Se o pessoal da sala de visitas quiser entrar até a cozinha, aceitar
ser seduzido pelos cheiros e gostos, concordar em beber um pouco de
vinho, permitir-se ser levado pela loucura do Espírito (em inglês –
deliciosa revelação semântica –, as bebidas alcoólicas têm o
nome de spirits...), então poderemos conversar. Não existe
nada de insólito nisso, pois, a se acreditar nos relatos inspirados,
na experiência do Pentecostes, quando os “possuídos” começaram
a falar línguas estranhas, o pessoal que estava na sala de visitas
pensou que se tratava de uma orgia. “Estão todos bêbados”, eles
disseram. Foi o que Hegel, esse estranho filósofo que tentou, sem
êxito, misturar a cozinha com a sala de visitas, compreendeu muito
bem, chegando mesmo a afirmar que “a razão é uma orgia bacanal na
qual nem um só dos participantes está sóbrio”. Lá está também
Feuerbach, que Marx malvadamente distorceu, dizendo que ele só
pensava com os olhos. Mas, para Feuerbach, os olhos estão a serviço
da boca, como acontece na cozinha. “Cada olhar é um olhar
desejante...” “Somos o que comemos”, ele dizia (“man ist
was man isst”). Lembro-me de que os lugares sagrados primitivos
não eram nem salas de visitas, nem salas de aula, mas altares:
fogões onde a carne era queimada. E os textos inspirados dizem que
Deus gostava do cheiro pacificante que deles subia.
Na
cozinha também se comem os caquis, coisa impensável na sala de
visitas. Podem imaginar as visitas de cerimônia, com as mãos e
bocas lambuzadas? Quem come caqui tem que aceitar ser criança. E,
como não existe salvação a menos que nos tornemos crianças (coisa
em que ninguém acredita...), tratei de fazer um ensaio de teologia
comestível com o título “Sobre deuses e caquis”. Alguns comeram
e gostaram. Outros comeram e não gostaram. Disseram que caqui não
combina com a gravidade do Ser divino. Alegaram que eu não levava
Deus a sério. Levo Deus muito a sério. Mas não levo a sério este
caqui delicioso que se chama teologia. Se eu tivesse falado sobre as
chagas de Cristo, tudo estaria bem. Feridas são respeitáveis;
combinam com o Ser divino. Penso diferente. Quem é grave é o diabo.

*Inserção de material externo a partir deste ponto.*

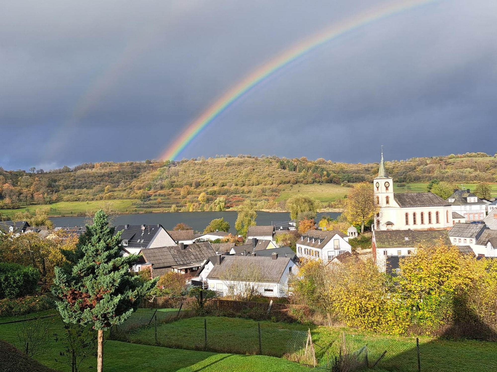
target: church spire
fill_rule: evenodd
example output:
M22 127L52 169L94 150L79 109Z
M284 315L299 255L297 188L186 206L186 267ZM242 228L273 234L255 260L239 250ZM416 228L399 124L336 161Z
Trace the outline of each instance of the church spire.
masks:
M381 161L380 162L380 169L378 171L377 178L387 178L387 171L385 170L385 164L383 163L383 145L381 145Z

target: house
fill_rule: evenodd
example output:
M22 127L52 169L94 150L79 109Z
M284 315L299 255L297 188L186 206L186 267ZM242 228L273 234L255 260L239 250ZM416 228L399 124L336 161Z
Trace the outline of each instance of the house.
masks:
M30 227L29 224L26 221L17 221L15 222L12 221L0 222L0 232L11 233L18 235L25 233L29 227Z
M216 251L209 242L193 243L187 247L180 243L179 246L143 249L140 254L141 258L134 270L149 268L155 278L167 271L193 275L207 259L216 255Z
M389 256L409 256L415 253L418 247L440 244L451 245L447 230L374 230L373 260L380 271L385 272Z
M348 237L337 230L308 230L297 241L299 258L331 261L345 252L352 251Z
M222 239L229 235L228 233L225 233L224 231L215 231L213 233L207 233L206 234L195 234L193 239L193 242L207 242L209 240L213 241L217 239Z
M176 244L191 244L193 243L194 233L193 230L167 230Z
M485 218L487 204L470 192L469 188L454 190L447 201L452 206L452 211L464 216L467 221L481 221Z
M250 226L247 230L247 241L254 238L257 240L273 240L275 227L274 225Z
M464 218L464 216L459 214L457 212L452 212L452 225L465 222L466 218Z
M489 213L489 215L484 219L483 222L491 230L497 230L497 209L494 208Z
M273 253L270 256L218 255L216 259L206 276L209 289L224 296L249 291L269 297L287 296L288 277L295 266L290 258Z
M490 214L491 212L492 212L492 211L496 208L497 208L497 200L492 201L492 202L487 204L487 214ZM497 212L497 210L495 211Z
M373 181L380 207L375 230L448 229L453 225L452 206L432 192L394 192L394 183L385 168L383 151L378 176Z
M120 225L116 227L114 235L119 231L122 231L123 254L137 254L144 249L176 246L162 225Z

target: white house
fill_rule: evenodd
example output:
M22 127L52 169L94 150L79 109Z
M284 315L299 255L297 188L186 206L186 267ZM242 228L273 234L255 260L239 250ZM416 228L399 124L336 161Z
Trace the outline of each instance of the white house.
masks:
M490 214L490 213L496 208L497 208L497 200L487 204L487 214ZM496 212L497 212L497 210Z
M452 211L464 216L467 221L481 221L485 218L487 203L470 192L469 188L454 190L447 201L452 206Z
M122 253L138 254L143 249L176 246L162 225L120 225L114 235L122 231Z
M207 234L195 234L193 238L194 242L207 242L209 240L216 240L217 239L222 239L230 234L224 231L215 231L212 233Z
M477 256L497 256L497 230L484 223L456 224L449 237L453 245L469 246Z
M257 240L274 241L275 227L274 225L260 226L250 226L247 230L247 241L255 239Z
M337 230L308 230L297 241L297 255L299 258L331 261L339 254L351 252L348 239Z
M248 291L268 297L288 295L289 275L296 268L290 258L277 253L271 256L218 255L216 264L205 266L209 289L224 296L244 295ZM205 274L199 273L200 278Z
M383 150L373 185L374 197L380 206L374 218L374 230L432 230L452 226L451 205L435 194L394 192L393 180L387 175Z
M389 256L405 257L415 253L419 246L439 244L451 245L447 230L375 230L372 241L373 260L380 271L385 272L389 266ZM396 260L398 263L398 259ZM391 270L388 273L392 273Z

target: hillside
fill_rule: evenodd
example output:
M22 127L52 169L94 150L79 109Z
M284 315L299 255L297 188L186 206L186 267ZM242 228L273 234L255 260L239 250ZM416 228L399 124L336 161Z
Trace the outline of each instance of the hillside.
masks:
M236 208L247 198L258 209L281 210L298 193L314 196L324 208L339 207L348 184L370 181L378 166L240 155L88 163L31 173L0 168L0 213L46 205L52 215L83 214L101 204L87 202L101 200L116 201L119 211L129 213L219 210ZM434 178L458 184L497 181L497 157L483 153L387 161L386 166L397 192L423 190L423 184Z

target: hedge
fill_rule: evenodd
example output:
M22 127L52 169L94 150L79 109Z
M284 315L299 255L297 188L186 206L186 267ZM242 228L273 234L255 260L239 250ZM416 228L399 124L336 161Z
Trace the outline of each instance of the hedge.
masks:
M0 299L16 299L36 291L40 272L30 266L0 262Z

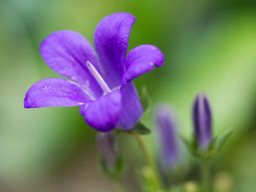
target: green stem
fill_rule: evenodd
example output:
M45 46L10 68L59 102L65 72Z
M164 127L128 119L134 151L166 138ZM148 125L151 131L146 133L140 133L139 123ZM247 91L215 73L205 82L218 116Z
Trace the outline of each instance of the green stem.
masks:
M157 187L159 188L159 189L162 188L162 183L161 183L161 180L160 180L160 176L158 172L158 169L157 169L157 166L155 164L154 161L153 160L152 157L151 156L148 148L146 147L146 145L143 139L143 138L141 137L140 135L138 134L132 134L137 140L137 142L138 144L138 145L140 146L145 160L148 166L148 167L150 167L150 169L152 169L153 173L154 173L154 176L155 177L156 180L156 183L157 185Z
M115 183L116 188L118 189L118 191L120 192L128 192L127 188L125 188L123 182L121 181L121 178L116 178L115 179Z
M202 159L202 187L203 192L211 192L211 167L208 159Z

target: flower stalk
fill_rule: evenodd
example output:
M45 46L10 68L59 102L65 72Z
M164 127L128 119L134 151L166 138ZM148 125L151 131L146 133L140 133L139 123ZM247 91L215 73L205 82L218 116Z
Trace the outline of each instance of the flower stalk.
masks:
M202 158L202 191L211 192L211 165L208 158Z
M151 169L151 170L153 171L155 183L157 183L157 188L158 188L157 189L162 189L162 182L160 179L160 175L158 172L158 169L157 168L156 164L153 158L150 155L149 151L146 147L146 145L143 138L140 134L134 134L134 133L132 133L132 134L135 136L136 141L143 154L146 164L148 164L148 167Z

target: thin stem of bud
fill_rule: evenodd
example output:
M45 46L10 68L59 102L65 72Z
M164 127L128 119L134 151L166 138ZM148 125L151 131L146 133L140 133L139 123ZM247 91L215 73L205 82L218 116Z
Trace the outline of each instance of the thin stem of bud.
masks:
M156 180L156 183L157 184L158 189L162 189L162 182L161 182L161 179L160 179L160 175L158 172L158 169L157 168L156 164L155 164L154 161L153 160L153 158L150 155L148 150L146 147L146 145L143 138L141 137L141 136L140 134L134 134L134 133L132 133L132 134L135 136L135 137L137 140L137 142L143 152L145 160L146 160L148 167L150 167L150 169L151 169L153 172L154 172L154 177Z
M211 192L211 166L208 158L202 158L202 188L203 192Z

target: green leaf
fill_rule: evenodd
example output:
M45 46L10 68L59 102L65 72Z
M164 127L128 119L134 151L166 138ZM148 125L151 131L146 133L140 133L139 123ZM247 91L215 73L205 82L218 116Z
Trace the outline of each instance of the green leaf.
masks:
M151 131L140 122L135 125L132 131L138 134L148 134L151 133Z
M146 112L150 106L150 97L148 89L145 85L141 87L140 99L143 107L143 111Z

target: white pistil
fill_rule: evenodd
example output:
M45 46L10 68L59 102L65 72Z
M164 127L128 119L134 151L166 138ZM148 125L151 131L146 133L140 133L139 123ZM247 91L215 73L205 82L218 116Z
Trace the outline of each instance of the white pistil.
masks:
M89 61L86 61L86 66L91 74L94 77L97 82L99 83L99 86L102 88L105 93L110 93L111 91L110 88L108 87L108 84L105 82L102 77L99 74L98 71Z

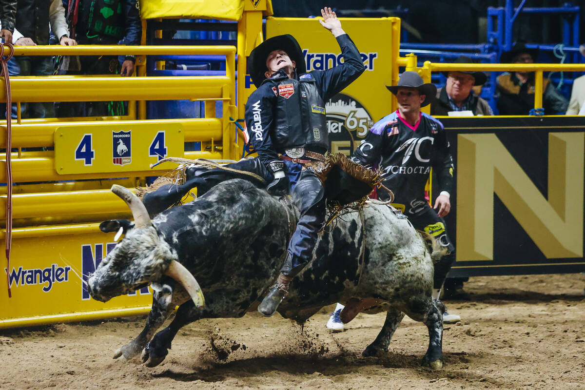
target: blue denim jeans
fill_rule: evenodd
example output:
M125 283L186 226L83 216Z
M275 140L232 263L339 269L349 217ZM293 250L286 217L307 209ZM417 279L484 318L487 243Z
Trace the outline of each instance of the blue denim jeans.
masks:
M8 61L8 74L12 76L48 76L53 74L51 57L13 57ZM55 116L53 102L20 103L23 118L52 118ZM2 105L5 117L6 106ZM12 118L16 118L16 105L12 104Z

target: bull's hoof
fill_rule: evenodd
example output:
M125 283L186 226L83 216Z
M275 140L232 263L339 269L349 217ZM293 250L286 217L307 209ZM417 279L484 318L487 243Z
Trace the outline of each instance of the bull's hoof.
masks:
M142 359L142 363L144 363L144 365L147 367L156 367L163 363L163 361L164 360L164 358L166 357L166 356L155 357L147 352L146 348L144 348L142 351L142 354L140 355L140 358Z
M441 370L443 368L443 358L442 357L431 358L428 354L426 354L422 358L422 364L429 366L431 370Z
M376 347L373 344L370 344L366 348L366 349L364 350L364 351L362 353L362 356L364 357L377 356L378 354L381 352L388 352L388 350L380 348L380 347Z
M156 338L151 340L140 354L142 363L147 367L156 367L164 360L168 354L167 348L170 347L169 345L167 347L157 348Z
M119 359L122 361L131 360L137 357L140 354L140 349L134 347L134 344L129 343L120 347L114 353L113 358Z

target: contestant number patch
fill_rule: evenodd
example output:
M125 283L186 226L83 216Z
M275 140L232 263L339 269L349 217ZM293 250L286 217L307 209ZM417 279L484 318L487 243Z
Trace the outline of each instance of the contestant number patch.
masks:
M278 95L285 99L288 99L294 95L294 85L292 84L278 85Z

Ele se sente bem na sala de visitas. Mas Deus é Espírito, leve, faz
todas as coisas voarem e dançarem.
Tenho
a suspeita de que nossas conversas ecumênicas aconteçam sempre na
sala de visitas, governadas pela dialética do entrar sem deixar
entrar. Se se sentem cheiros culinários ou se se ouvem gemidos
reveladores, todos observam respeitoso silêncio. Também as igrejas
têm salas de visitas e cozinhas, só que nas cozinhas os visitantes
não podem entrar. E me veio a hipótese, que desejo explorar, de que
o respeitável discurso da ética e da política, que acontece
segundo a etiqueta da sala de visitas, é uma forma de silenciar um
outro discurso proibido, mal/dito: o discurso do amor.
A
fala do poder não nos causa embaraço algum. Sobre ela não paira
nenhum interdito. Tanto que, ao que me consta, as autoridades
eclesiásticas, até o momento, não lançaram proibições sobre os
rambos da vida nem sobre aqueles que se dedicam à fabricação das
armas. No entanto, pudicos parlamentares evangélicos se movimentaram
para que se retirassem, do salão do congresso, telas que mostravam
os seios nus das mulheres, enquanto conservadores e liberais
católicos se uniram para impedir a apresentação de Je vous salue,
Marie! Camisinhas de Vênus são terrores infernais maiores que a
violência do poder. Como disse alguém, censor é aquele que corta a
cena quando o mocinho beija o seio da mocinha e deixa a cena quando o
bandido corta o seio da mocinha. Brinco com a insólita possibilidade
de que o discurso político tenha a função não confessada de
silenciar o discurso erótico. É sintomático que, até agora, tanto
as teologias conservadoras quanto as revolucionárias não tenham
sido capazes de elaborar um discurso prazeroso, e muito menos um
discurso sobre o prazer. A ética e a política parecem-me ser a
continuação moderna do ascetismo que faz silêncio sobre as vozes
do corpo. O discurso do sacrifício vai muito bem na sala de visitas.
Teologia
ao redor do fogão: aquela que tem a coragem para penetrar nas
intimidades da casa. Claro que ela é embaraçosa. Mas penso que esse
é o único caminho para uma honestidade ecumênica. É preciso que
nos assentemos juntos ao redor do fogo para ali falar sobre o fogo
que queima dentro dos corpos que a sala de visitas congelou.